West made them that way amid the celebration for winning the Blue Map last year. He knew something must change defensively after the Spartans allowed 19½ points per game, the worst for the program since 2016 and the sixth-worst average in program history. It was also the highest average in a 15-game season in school history.
West knew the defense had to get better, if for no other reason than pride.
“I told them statistically it was one of the worst defenses we had,” West said. “Part of that is our offense scored a lot of points, not that we’re complaining. I challenged them and said we need to be a dominant defense. Our goal is to be the best in the state in 6A.”
It wasn’t that long ago that Saraland’s defense was gashed for 258 rushing yards by Spanish Fort, 236 by Theodore, 191 by Hillcrest-Tuscaloosa, 183 by Foley and 160 by Homewood.
“Last year, we gave up a ton of yards, mostly running the football,” Thompson said. “After today, it gets me kind of excited to see what we could have.”
The Wildcats scratched out just 43 yards and five first downs in a little less than a half, including 37 yards on the ground.

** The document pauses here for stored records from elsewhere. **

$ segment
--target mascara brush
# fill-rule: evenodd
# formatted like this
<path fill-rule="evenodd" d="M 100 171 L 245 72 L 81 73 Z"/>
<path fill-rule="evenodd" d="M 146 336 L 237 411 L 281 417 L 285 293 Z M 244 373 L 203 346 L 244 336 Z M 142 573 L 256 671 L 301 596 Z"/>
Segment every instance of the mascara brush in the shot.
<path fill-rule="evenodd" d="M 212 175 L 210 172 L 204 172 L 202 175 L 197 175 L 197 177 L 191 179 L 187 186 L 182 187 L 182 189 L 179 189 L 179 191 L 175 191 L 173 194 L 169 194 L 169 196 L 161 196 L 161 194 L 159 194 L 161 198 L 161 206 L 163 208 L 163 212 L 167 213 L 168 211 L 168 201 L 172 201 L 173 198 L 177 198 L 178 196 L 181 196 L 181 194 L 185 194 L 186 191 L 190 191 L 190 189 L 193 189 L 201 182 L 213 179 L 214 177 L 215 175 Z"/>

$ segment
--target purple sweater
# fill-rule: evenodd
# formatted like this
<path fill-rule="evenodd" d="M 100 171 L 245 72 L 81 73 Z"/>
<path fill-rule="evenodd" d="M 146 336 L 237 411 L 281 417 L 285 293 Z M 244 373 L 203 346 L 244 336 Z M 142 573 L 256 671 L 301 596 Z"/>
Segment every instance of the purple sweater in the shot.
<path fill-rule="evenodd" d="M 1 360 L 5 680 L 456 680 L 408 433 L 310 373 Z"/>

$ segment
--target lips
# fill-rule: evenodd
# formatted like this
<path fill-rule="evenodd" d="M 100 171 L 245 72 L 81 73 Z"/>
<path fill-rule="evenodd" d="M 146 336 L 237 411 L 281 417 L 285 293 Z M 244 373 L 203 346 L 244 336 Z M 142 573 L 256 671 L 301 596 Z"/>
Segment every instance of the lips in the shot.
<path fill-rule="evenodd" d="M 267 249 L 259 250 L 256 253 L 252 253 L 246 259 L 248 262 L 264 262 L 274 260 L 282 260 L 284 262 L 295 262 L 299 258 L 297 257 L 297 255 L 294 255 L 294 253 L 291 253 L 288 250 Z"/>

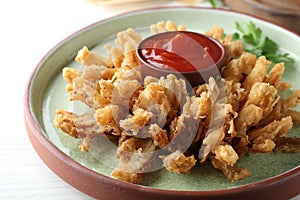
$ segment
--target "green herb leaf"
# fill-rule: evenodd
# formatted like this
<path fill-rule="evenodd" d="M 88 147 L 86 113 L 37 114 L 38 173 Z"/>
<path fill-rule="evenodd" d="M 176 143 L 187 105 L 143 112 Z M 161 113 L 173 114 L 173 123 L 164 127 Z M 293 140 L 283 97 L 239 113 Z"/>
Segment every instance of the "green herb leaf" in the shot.
<path fill-rule="evenodd" d="M 263 54 L 276 54 L 276 52 L 279 50 L 278 45 L 268 37 L 264 39 L 261 49 Z"/>
<path fill-rule="evenodd" d="M 257 28 L 253 22 L 249 24 L 236 23 L 236 29 L 243 34 L 243 39 L 246 43 L 258 45 L 261 38 L 262 30 Z"/>
<path fill-rule="evenodd" d="M 238 33 L 232 34 L 231 37 L 232 37 L 233 40 L 239 40 L 240 39 L 240 35 Z"/>
<path fill-rule="evenodd" d="M 211 6 L 212 6 L 213 8 L 216 8 L 216 7 L 217 7 L 217 2 L 218 2 L 218 0 L 209 0 L 209 2 L 210 2 Z"/>
<path fill-rule="evenodd" d="M 236 29 L 241 33 L 234 33 L 232 38 L 241 39 L 244 43 L 244 49 L 257 57 L 266 56 L 274 63 L 284 62 L 286 66 L 292 66 L 295 60 L 288 53 L 281 54 L 275 41 L 269 37 L 262 37 L 262 30 L 250 21 L 247 23 L 236 22 Z"/>

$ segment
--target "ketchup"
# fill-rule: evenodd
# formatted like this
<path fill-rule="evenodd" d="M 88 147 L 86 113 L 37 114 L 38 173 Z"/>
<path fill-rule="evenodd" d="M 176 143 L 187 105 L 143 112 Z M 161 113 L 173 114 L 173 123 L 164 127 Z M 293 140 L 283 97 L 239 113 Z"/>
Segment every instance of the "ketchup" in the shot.
<path fill-rule="evenodd" d="M 193 72 L 218 63 L 220 44 L 205 35 L 172 31 L 145 39 L 138 48 L 144 62 L 166 71 Z"/>

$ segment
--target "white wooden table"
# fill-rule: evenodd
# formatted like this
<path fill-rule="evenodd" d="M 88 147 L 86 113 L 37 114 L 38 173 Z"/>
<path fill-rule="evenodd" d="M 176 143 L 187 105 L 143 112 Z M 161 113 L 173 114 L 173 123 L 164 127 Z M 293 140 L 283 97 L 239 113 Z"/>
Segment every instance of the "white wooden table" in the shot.
<path fill-rule="evenodd" d="M 152 1 L 143 7 L 161 4 Z M 23 122 L 25 83 L 39 60 L 62 39 L 137 7 L 99 7 L 86 0 L 15 0 L 1 1 L 0 9 L 0 199 L 92 199 L 48 169 L 31 146 Z"/>

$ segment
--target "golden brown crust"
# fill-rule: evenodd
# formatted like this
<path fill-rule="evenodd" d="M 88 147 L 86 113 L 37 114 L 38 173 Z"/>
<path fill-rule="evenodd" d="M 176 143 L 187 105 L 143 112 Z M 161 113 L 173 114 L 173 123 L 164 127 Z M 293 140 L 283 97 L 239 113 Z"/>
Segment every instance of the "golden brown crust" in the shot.
<path fill-rule="evenodd" d="M 237 165 L 226 165 L 218 159 L 213 159 L 212 164 L 215 168 L 221 170 L 226 175 L 228 180 L 231 181 L 238 181 L 250 176 L 250 172 L 247 169 Z"/>
<path fill-rule="evenodd" d="M 151 30 L 186 28 L 167 21 Z M 227 63 L 221 79 L 210 78 L 195 94 L 174 75 L 142 80 L 135 53 L 141 36 L 131 28 L 117 35 L 116 46 L 106 45 L 108 58 L 83 47 L 76 57 L 83 67 L 64 68 L 63 77 L 69 100 L 85 103 L 91 112 L 57 110 L 54 126 L 82 138 L 79 149 L 85 152 L 94 136 L 116 140 L 119 162 L 111 175 L 132 183 L 140 183 L 157 160 L 176 173 L 189 173 L 197 161 L 212 162 L 236 181 L 250 175 L 237 166 L 244 154 L 299 152 L 299 138 L 286 134 L 293 122 L 300 123 L 300 90 L 279 95 L 291 88 L 282 82 L 284 63 L 268 72 L 265 56 L 245 52 L 241 41 L 223 37 L 221 27 L 206 34 L 224 45 Z"/>
<path fill-rule="evenodd" d="M 190 173 L 197 162 L 193 155 L 187 157 L 179 150 L 167 156 L 162 156 L 162 159 L 163 165 L 168 171 L 178 174 Z"/>

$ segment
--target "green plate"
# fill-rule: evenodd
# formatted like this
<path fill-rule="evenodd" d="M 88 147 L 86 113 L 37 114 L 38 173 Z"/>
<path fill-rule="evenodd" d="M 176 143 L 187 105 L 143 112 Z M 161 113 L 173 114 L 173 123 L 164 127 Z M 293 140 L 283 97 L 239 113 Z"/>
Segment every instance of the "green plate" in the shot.
<path fill-rule="evenodd" d="M 300 65 L 299 36 L 257 18 L 227 10 L 189 7 L 143 10 L 95 23 L 71 35 L 46 55 L 35 71 L 29 99 L 32 115 L 49 141 L 68 157 L 92 171 L 110 176 L 112 168 L 99 162 L 91 154 L 80 152 L 78 150 L 80 139 L 74 139 L 53 127 L 56 109 L 72 111 L 74 108 L 73 103 L 67 101 L 68 93 L 65 90 L 66 82 L 62 77 L 62 69 L 66 66 L 80 67 L 78 63 L 74 62 L 74 57 L 84 45 L 104 53 L 104 43 L 110 41 L 107 39 L 119 31 L 128 27 L 148 27 L 161 20 L 173 20 L 176 24 L 184 24 L 188 30 L 197 32 L 204 32 L 212 29 L 214 25 L 219 25 L 228 34 L 236 31 L 235 22 L 248 23 L 252 21 L 263 30 L 265 36 L 276 41 L 281 50 L 288 52 L 295 59 L 295 67 L 286 69 L 284 80 L 293 84 L 292 90 L 300 87 L 300 68 L 296 67 Z M 289 134 L 299 136 L 299 128 L 295 127 Z M 244 156 L 238 161 L 238 164 L 249 169 L 251 176 L 241 181 L 230 182 L 210 164 L 204 164 L 195 167 L 191 174 L 178 175 L 164 169 L 147 173 L 142 185 L 151 188 L 187 191 L 235 188 L 270 179 L 291 170 L 299 172 L 300 153 L 254 154 Z"/>

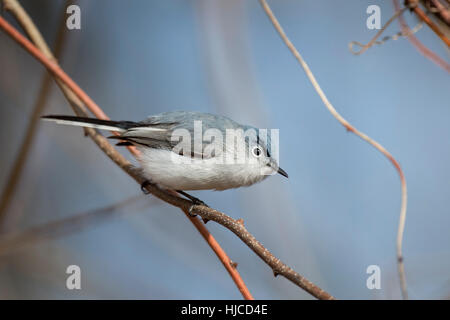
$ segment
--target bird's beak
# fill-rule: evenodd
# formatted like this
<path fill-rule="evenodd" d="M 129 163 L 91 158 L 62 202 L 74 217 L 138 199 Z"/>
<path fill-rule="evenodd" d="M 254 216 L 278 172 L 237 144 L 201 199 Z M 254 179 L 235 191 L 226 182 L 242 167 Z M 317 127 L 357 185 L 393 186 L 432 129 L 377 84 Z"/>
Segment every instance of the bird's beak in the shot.
<path fill-rule="evenodd" d="M 282 176 L 285 176 L 286 178 L 289 178 L 287 172 L 281 168 L 278 168 L 278 173 L 281 174 Z"/>

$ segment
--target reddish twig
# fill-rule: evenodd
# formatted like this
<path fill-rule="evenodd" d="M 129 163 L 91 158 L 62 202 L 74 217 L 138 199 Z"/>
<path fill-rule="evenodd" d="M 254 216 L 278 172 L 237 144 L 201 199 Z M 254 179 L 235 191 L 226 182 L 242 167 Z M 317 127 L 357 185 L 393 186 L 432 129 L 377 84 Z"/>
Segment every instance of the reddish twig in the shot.
<path fill-rule="evenodd" d="M 393 0 L 395 11 L 399 11 L 400 9 L 400 3 L 398 0 Z M 408 27 L 408 24 L 405 21 L 405 18 L 403 15 L 400 15 L 398 17 L 398 21 L 400 23 L 400 26 L 402 28 L 402 32 L 407 35 L 408 40 L 411 42 L 411 44 L 419 51 L 424 57 L 434 62 L 436 65 L 444 69 L 445 71 L 450 73 L 450 64 L 447 63 L 445 60 L 440 58 L 437 54 L 435 54 L 433 51 L 428 49 L 426 46 L 424 46 L 419 39 L 411 32 L 411 29 Z"/>
<path fill-rule="evenodd" d="M 319 83 L 317 82 L 314 74 L 312 73 L 311 69 L 307 65 L 306 61 L 302 58 L 298 50 L 295 48 L 294 44 L 289 40 L 286 33 L 284 32 L 283 28 L 281 27 L 280 23 L 278 22 L 277 18 L 273 14 L 272 10 L 270 9 L 269 5 L 265 0 L 260 0 L 261 6 L 263 7 L 264 11 L 266 12 L 267 16 L 269 17 L 270 21 L 272 22 L 273 26 L 275 27 L 275 30 L 280 35 L 283 42 L 286 44 L 288 49 L 291 51 L 291 53 L 294 55 L 294 57 L 297 59 L 297 61 L 302 66 L 303 70 L 306 73 L 306 76 L 309 78 L 311 84 L 313 85 L 314 89 L 316 90 L 317 94 L 321 98 L 322 102 L 324 103 L 325 107 L 328 109 L 328 111 L 333 115 L 333 117 L 336 118 L 336 120 L 339 121 L 348 131 L 353 132 L 358 137 L 363 139 L 364 141 L 368 142 L 372 146 L 374 146 L 378 151 L 380 151 L 395 167 L 395 169 L 398 172 L 398 175 L 400 177 L 400 183 L 401 183 L 401 208 L 400 208 L 400 218 L 399 218 L 399 226 L 398 226 L 398 232 L 397 232 L 397 265 L 399 268 L 399 274 L 400 274 L 400 284 L 402 287 L 402 292 L 405 297 L 407 297 L 406 293 L 406 278 L 404 273 L 404 265 L 403 265 L 403 256 L 402 256 L 402 240 L 403 240 L 403 231 L 405 228 L 405 220 L 406 220 L 406 207 L 407 207 L 407 187 L 406 187 L 406 179 L 405 175 L 403 174 L 403 170 L 400 167 L 400 164 L 398 161 L 377 141 L 373 140 L 369 136 L 367 136 L 365 133 L 357 130 L 355 127 L 353 127 L 344 117 L 342 117 L 336 109 L 333 107 L 331 102 L 328 100 L 327 96 L 319 86 Z"/>
<path fill-rule="evenodd" d="M 436 35 L 442 40 L 442 42 L 444 42 L 447 45 L 447 47 L 450 47 L 450 39 L 447 38 L 445 34 L 441 31 L 441 29 L 439 29 L 439 27 L 433 21 L 431 21 L 431 19 L 426 15 L 426 13 L 423 12 L 423 10 L 417 4 L 417 0 L 415 1 L 406 0 L 405 3 L 411 7 L 411 10 L 413 10 L 415 14 L 423 22 L 425 22 L 430 27 L 431 30 L 434 31 L 434 33 L 436 33 Z"/>
<path fill-rule="evenodd" d="M 447 9 L 439 0 L 431 0 L 431 2 L 436 7 L 438 16 L 450 26 L 450 9 Z"/>

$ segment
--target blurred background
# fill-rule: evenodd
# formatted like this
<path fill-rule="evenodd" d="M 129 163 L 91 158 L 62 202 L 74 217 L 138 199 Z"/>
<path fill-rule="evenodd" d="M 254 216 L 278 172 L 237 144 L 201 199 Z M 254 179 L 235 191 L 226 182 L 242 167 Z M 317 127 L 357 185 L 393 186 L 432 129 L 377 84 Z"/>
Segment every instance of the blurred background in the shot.
<path fill-rule="evenodd" d="M 21 3 L 54 47 L 67 2 Z M 65 31 L 60 64 L 112 119 L 196 110 L 280 129 L 280 164 L 289 179 L 278 175 L 250 188 L 193 195 L 244 219 L 278 258 L 337 298 L 401 298 L 398 175 L 328 113 L 258 1 L 69 3 L 81 8 L 81 30 Z M 367 43 L 377 32 L 366 27 L 367 7 L 379 5 L 384 24 L 394 13 L 391 1 L 269 4 L 336 109 L 403 167 L 410 297 L 449 298 L 448 73 L 405 38 L 351 54 L 349 42 Z M 19 28 L 10 14 L 3 16 Z M 405 18 L 410 27 L 418 23 L 409 12 Z M 399 31 L 394 21 L 384 35 Z M 416 36 L 449 59 L 429 28 Z M 45 69 L 1 32 L 0 70 L 4 192 Z M 43 113 L 72 114 L 54 83 Z M 39 123 L 7 202 L 0 234 L 2 299 L 241 298 L 182 212 L 142 195 L 79 128 Z M 311 299 L 274 278 L 230 231 L 212 222 L 207 227 L 238 262 L 255 298 Z M 81 290 L 66 288 L 69 265 L 81 268 Z M 380 290 L 366 287 L 369 265 L 381 268 Z"/>

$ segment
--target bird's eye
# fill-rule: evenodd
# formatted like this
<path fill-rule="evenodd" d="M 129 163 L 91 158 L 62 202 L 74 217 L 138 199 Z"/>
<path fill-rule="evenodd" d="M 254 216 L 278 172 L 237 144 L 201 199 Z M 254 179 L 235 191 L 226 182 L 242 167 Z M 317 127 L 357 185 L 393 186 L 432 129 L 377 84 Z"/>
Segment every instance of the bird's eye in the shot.
<path fill-rule="evenodd" d="M 260 147 L 254 147 L 252 153 L 255 157 L 259 157 L 262 155 L 262 150 Z"/>

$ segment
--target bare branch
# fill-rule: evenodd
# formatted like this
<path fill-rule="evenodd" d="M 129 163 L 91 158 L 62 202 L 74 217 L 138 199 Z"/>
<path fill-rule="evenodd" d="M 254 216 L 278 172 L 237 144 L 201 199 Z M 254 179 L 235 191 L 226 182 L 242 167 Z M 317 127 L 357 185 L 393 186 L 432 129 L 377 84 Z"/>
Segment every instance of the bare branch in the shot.
<path fill-rule="evenodd" d="M 439 17 L 450 27 L 450 9 L 446 8 L 439 0 L 431 0 L 433 6 L 436 9 Z M 430 3 L 425 2 L 427 6 L 431 6 Z"/>
<path fill-rule="evenodd" d="M 422 9 L 420 9 L 418 0 L 405 0 L 405 4 L 409 6 L 415 14 L 430 27 L 431 30 L 433 30 L 433 32 L 447 45 L 447 47 L 450 47 L 450 39 L 447 38 L 442 30 L 439 29 L 433 21 L 431 21 Z"/>
<path fill-rule="evenodd" d="M 400 3 L 398 0 L 392 0 L 394 3 L 394 8 L 396 11 L 400 10 Z M 402 28 L 402 33 L 408 35 L 408 40 L 412 43 L 414 47 L 416 47 L 417 51 L 419 51 L 423 56 L 428 58 L 429 60 L 433 61 L 435 64 L 437 64 L 439 67 L 444 69 L 447 72 L 450 72 L 450 64 L 448 64 L 446 61 L 444 61 L 442 58 L 440 58 L 438 55 L 436 55 L 433 51 L 425 47 L 419 39 L 411 32 L 411 29 L 406 24 L 405 18 L 403 15 L 400 15 L 398 18 L 398 21 L 400 23 L 400 26 Z"/>

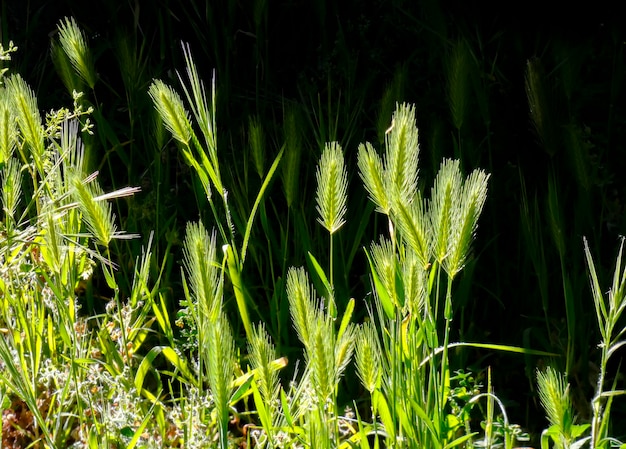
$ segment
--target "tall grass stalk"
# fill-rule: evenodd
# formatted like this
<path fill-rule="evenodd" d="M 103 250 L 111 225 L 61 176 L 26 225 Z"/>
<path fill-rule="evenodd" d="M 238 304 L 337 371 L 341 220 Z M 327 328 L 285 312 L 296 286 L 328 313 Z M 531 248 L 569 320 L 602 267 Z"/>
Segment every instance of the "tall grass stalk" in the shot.
<path fill-rule="evenodd" d="M 584 245 L 596 319 L 601 335 L 599 346 L 601 351 L 600 373 L 598 375 L 595 395 L 591 401 L 593 414 L 591 418 L 591 436 L 589 442 L 590 447 L 596 448 L 606 447 L 607 444 L 609 444 L 610 438 L 608 431 L 612 399 L 614 396 L 623 395 L 625 393 L 623 390 L 616 390 L 615 384 L 613 384 L 610 390 L 605 390 L 606 370 L 609 359 L 615 351 L 626 344 L 626 341 L 623 340 L 626 327 L 620 328 L 619 324 L 622 312 L 626 309 L 626 270 L 622 268 L 624 238 L 622 238 L 620 242 L 613 273 L 613 282 L 611 283 L 607 299 L 604 298 L 603 290 L 600 287 L 595 264 L 586 239 L 584 240 Z"/>
<path fill-rule="evenodd" d="M 346 171 L 343 152 L 337 142 L 324 147 L 316 172 L 317 178 L 317 212 L 318 221 L 330 234 L 329 272 L 330 286 L 333 288 L 333 234 L 345 223 L 346 203 L 348 201 L 348 173 Z M 329 292 L 329 313 L 337 316 L 333 292 Z"/>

The Spartans’ first defense shut out Enterprise’s first offense 21-0.
West, Blackmon, Kelly and just about everyone else who was polled noticed the defense’s speed.
“Our speed stuck out today, just across the board from the D-line to the back end, and it’s even better when you’re physical on top of that,” West said. “From January through the spring, they picked up things faster. The more comfortable you are pre-snap, you’re going to play faster.”
Moving Thompson — the team’s No. 2 tackler last year — from inside linebacker to defensive end may be the most beneficial change.
“After the championship game, I had the idea to do it,” Thompson said. “We were going to do it only on certain packages but I said I would do it all the time. You take somebody with the IQ of a linebacker and put him that close to the ball, it gives you more speed on the back end and more speed on the defensive line and you get more people to the quarterback faster.”
West said Thompson’s move has made the defense better.
“Chris putting his hand on the ground is probably the most important thing the fans can’t see,” West said. “The inside linebacker has got to know what everybody is doing and Chris is a very intelligent player. Having him closer to the ball, with his speed, really stood out today. It will make us a lot better defense.”
Laffitte was also moved to outside linebacker and Delvon Gulley moved to cornerback, switches Kelly said the players embraced.
“We had a successful year, obviously, but then we wanted to go back and blow it up and start from square one,” Kelly said.
Once reassembled, those pieces seem to fit just fine and might keep the main route on the Blue Map stopping at Spartan Drive.